Earlier today, we covered a mysterious amendment to the Tether website—first noted by freelance blogger BitFinex’ed on Reddit — that appeared to walk back the company’s original claim that its tethers were fully backed, one to one, by dollars in its banking partners’ reserves. Now, according to the updated statement, its “reserves” include “cash equivalents,” “other assets” and “receivables” that it has received in exchange for loans delivered to “affiliated entities.”
When pressed via email, a spokesperson who gave his name as “Kaspar Bitfinex” declined to comment on the precise nature of these underlying assets, and nor would he comment on whether this does indeed constitute a precarious “fractional reserve banking model.” (In which Tether plays the market with the dollars in its reserves.) Instead, it simply asserted that the updated statement, made in February, was an effort to ensure its “Terms of Service and Risk Disclosures” remain “appropriate and up to date.”
“Our most recent revisions,” the spokesperson added, “were intended to update our disclosures to reflect Tether’s growth and operations and to be consistent with the types of disclosures used by other institutions.” He/she/it then reiterated that that the reserves consist of a “combination of cash, cash equivalents, and may also include other assets or receivables from loans issued by Tether,” and that “Tether’s reserves always equal or exceed the number of issued Tethers.”
(Mr., er, Bitfinex also said Tether users had been notified of this change at the time—we wonder why these definitely real customers didn’t point this out.)
From its launch in January, 2015, Tether has been controversial. Charges of price manipulation have followed it around for years, and the SEC is said to be investigating it. Throughout its contentious history, analysts, reporters and pundits have questioned whether the coin is, indeed, backed up by sufficient reserves.
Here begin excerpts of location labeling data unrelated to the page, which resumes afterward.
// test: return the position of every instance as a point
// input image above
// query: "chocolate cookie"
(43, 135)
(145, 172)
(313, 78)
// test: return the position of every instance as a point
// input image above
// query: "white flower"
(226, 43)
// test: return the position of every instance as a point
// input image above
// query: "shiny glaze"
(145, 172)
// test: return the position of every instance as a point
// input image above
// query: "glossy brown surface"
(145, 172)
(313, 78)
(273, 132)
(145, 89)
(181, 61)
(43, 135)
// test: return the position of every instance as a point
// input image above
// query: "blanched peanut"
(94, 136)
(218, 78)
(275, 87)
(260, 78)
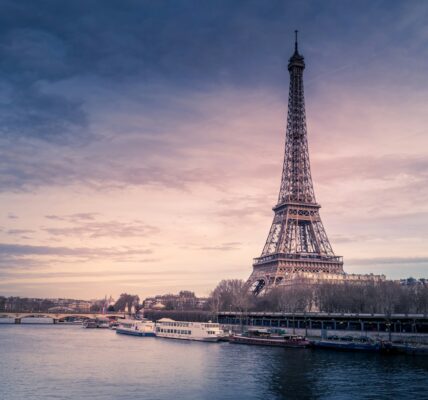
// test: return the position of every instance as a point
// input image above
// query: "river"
(69, 362)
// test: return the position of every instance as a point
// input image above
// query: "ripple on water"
(68, 362)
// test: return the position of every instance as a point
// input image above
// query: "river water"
(69, 362)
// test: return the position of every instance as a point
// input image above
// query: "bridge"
(60, 316)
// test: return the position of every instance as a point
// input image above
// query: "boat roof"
(261, 330)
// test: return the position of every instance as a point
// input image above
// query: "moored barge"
(262, 337)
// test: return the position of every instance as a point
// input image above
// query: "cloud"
(85, 224)
(228, 246)
(17, 250)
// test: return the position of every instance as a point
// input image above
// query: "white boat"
(203, 331)
(136, 328)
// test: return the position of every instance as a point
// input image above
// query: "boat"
(264, 337)
(186, 330)
(136, 328)
(349, 343)
(95, 323)
(410, 349)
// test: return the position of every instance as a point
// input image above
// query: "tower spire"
(297, 242)
(295, 42)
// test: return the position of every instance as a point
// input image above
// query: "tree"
(230, 295)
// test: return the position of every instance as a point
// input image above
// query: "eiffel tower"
(297, 242)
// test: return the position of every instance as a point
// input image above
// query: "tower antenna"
(295, 42)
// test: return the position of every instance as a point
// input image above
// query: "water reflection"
(98, 364)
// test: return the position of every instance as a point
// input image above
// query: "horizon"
(142, 146)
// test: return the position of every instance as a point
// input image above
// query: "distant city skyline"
(142, 143)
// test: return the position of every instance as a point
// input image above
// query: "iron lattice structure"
(297, 241)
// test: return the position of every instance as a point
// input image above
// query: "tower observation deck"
(297, 241)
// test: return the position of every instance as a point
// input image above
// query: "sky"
(142, 141)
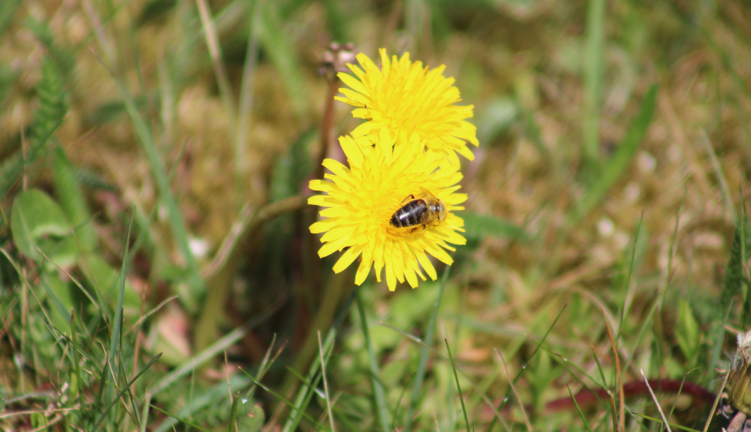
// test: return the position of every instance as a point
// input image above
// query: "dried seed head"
(738, 386)
(335, 59)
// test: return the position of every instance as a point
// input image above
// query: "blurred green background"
(176, 138)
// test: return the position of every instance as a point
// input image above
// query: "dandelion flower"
(360, 200)
(407, 98)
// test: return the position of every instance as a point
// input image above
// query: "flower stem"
(424, 354)
(380, 399)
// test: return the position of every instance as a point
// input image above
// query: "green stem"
(380, 399)
(424, 354)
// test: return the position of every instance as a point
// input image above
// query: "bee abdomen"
(410, 214)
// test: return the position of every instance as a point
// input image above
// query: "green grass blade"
(77, 366)
(124, 390)
(479, 227)
(581, 414)
(116, 330)
(305, 394)
(519, 374)
(458, 387)
(197, 288)
(203, 400)
(287, 402)
(616, 166)
(378, 394)
(420, 374)
(672, 425)
(219, 346)
(246, 97)
(477, 389)
(278, 46)
(8, 10)
(593, 72)
(233, 413)
(72, 201)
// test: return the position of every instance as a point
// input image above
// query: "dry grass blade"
(325, 383)
(513, 388)
(657, 403)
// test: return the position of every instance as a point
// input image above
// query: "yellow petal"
(347, 258)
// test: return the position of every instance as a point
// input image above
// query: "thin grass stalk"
(306, 391)
(482, 394)
(513, 388)
(246, 98)
(661, 294)
(616, 359)
(657, 403)
(222, 79)
(593, 71)
(458, 387)
(325, 383)
(581, 414)
(628, 280)
(286, 402)
(534, 353)
(77, 367)
(233, 414)
(197, 287)
(380, 398)
(420, 374)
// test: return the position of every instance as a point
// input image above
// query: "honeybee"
(418, 212)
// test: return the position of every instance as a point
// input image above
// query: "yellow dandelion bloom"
(361, 200)
(407, 98)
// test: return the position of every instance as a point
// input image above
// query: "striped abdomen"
(411, 214)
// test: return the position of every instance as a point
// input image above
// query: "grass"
(157, 273)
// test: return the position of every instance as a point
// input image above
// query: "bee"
(418, 212)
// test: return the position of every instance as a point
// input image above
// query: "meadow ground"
(158, 272)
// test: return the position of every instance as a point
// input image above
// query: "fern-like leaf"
(48, 116)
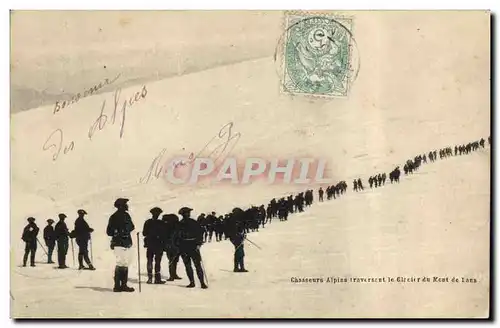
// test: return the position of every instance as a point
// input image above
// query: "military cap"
(120, 202)
(155, 210)
(170, 217)
(185, 210)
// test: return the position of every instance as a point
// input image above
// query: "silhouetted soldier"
(202, 220)
(360, 184)
(119, 228)
(219, 228)
(172, 250)
(210, 225)
(82, 235)
(269, 213)
(30, 233)
(190, 239)
(154, 236)
(50, 239)
(62, 238)
(239, 253)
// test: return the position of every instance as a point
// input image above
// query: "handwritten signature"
(64, 104)
(102, 119)
(221, 140)
(55, 140)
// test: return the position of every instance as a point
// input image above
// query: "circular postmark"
(317, 55)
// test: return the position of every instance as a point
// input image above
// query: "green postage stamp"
(318, 55)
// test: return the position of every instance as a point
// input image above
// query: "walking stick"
(138, 262)
(203, 267)
(251, 242)
(91, 252)
(42, 246)
(73, 251)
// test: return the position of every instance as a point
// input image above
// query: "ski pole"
(73, 251)
(251, 242)
(138, 262)
(42, 246)
(203, 267)
(91, 252)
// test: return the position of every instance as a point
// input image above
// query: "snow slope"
(433, 223)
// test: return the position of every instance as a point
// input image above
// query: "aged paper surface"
(103, 103)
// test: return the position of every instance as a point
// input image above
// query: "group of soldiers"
(58, 236)
(377, 180)
(183, 238)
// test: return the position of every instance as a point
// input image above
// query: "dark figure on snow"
(202, 220)
(50, 239)
(394, 175)
(29, 236)
(320, 193)
(360, 184)
(239, 253)
(154, 236)
(219, 228)
(61, 233)
(82, 235)
(190, 239)
(210, 219)
(172, 250)
(119, 228)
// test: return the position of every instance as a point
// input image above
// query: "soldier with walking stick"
(50, 240)
(119, 228)
(82, 235)
(154, 241)
(29, 237)
(172, 250)
(61, 234)
(189, 240)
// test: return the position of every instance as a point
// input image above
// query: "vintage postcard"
(250, 164)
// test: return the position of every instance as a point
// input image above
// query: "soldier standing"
(50, 240)
(173, 254)
(29, 236)
(210, 220)
(62, 238)
(154, 234)
(190, 239)
(360, 184)
(82, 235)
(239, 253)
(120, 226)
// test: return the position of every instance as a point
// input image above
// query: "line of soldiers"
(377, 180)
(58, 235)
(183, 238)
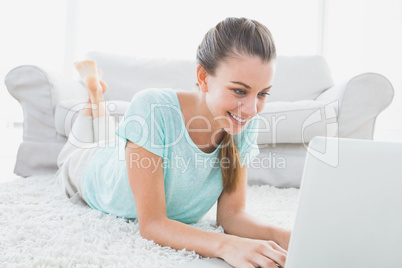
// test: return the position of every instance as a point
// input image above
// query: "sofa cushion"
(280, 122)
(296, 78)
(126, 76)
(67, 111)
(300, 78)
(296, 122)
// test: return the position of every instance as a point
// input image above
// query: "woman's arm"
(147, 185)
(234, 219)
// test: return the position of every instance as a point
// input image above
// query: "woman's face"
(238, 91)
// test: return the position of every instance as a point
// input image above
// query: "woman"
(181, 151)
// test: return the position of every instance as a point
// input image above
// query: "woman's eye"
(264, 94)
(239, 91)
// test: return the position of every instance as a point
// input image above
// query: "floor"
(12, 137)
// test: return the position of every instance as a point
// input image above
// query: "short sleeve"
(143, 122)
(247, 141)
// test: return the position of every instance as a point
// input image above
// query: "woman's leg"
(82, 145)
(104, 125)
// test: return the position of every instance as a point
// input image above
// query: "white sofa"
(304, 103)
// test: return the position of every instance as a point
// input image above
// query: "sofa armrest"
(358, 102)
(38, 91)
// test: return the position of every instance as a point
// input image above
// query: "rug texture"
(40, 227)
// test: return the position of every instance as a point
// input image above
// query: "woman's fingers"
(275, 254)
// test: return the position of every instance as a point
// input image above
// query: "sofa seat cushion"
(67, 111)
(280, 122)
(296, 122)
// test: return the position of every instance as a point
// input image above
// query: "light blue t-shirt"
(192, 178)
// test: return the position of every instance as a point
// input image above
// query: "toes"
(104, 85)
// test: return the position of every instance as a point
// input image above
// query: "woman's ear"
(202, 78)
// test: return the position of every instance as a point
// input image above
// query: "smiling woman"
(166, 199)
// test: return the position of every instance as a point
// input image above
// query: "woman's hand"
(250, 253)
(283, 238)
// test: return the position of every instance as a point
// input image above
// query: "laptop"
(350, 207)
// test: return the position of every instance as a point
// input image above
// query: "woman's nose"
(249, 107)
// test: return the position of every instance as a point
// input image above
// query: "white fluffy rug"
(40, 227)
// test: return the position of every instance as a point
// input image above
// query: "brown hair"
(233, 37)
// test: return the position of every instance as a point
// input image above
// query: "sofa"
(304, 103)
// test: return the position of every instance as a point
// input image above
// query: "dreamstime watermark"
(179, 162)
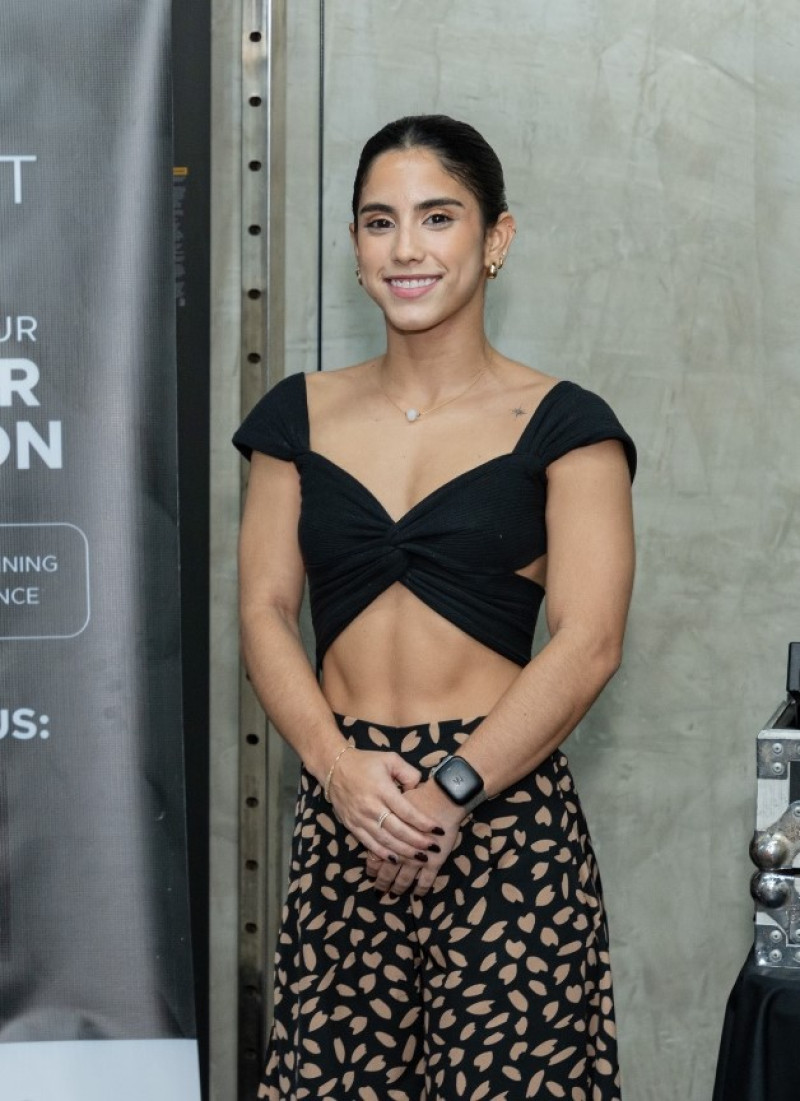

While the latest farrago casts some doubt over Tether's claims of solvency, it does nothing to make sense of the specifics of the statement: who the affiliated entities are, what the reserves consist of, etc.
Nor is it clear whether this has always been Tether’s business model or if it changed the statement on its website to reflect a more recent strategy shift. (We have asked.)
As it stands, it appears that Tether is backed by PR statements alone.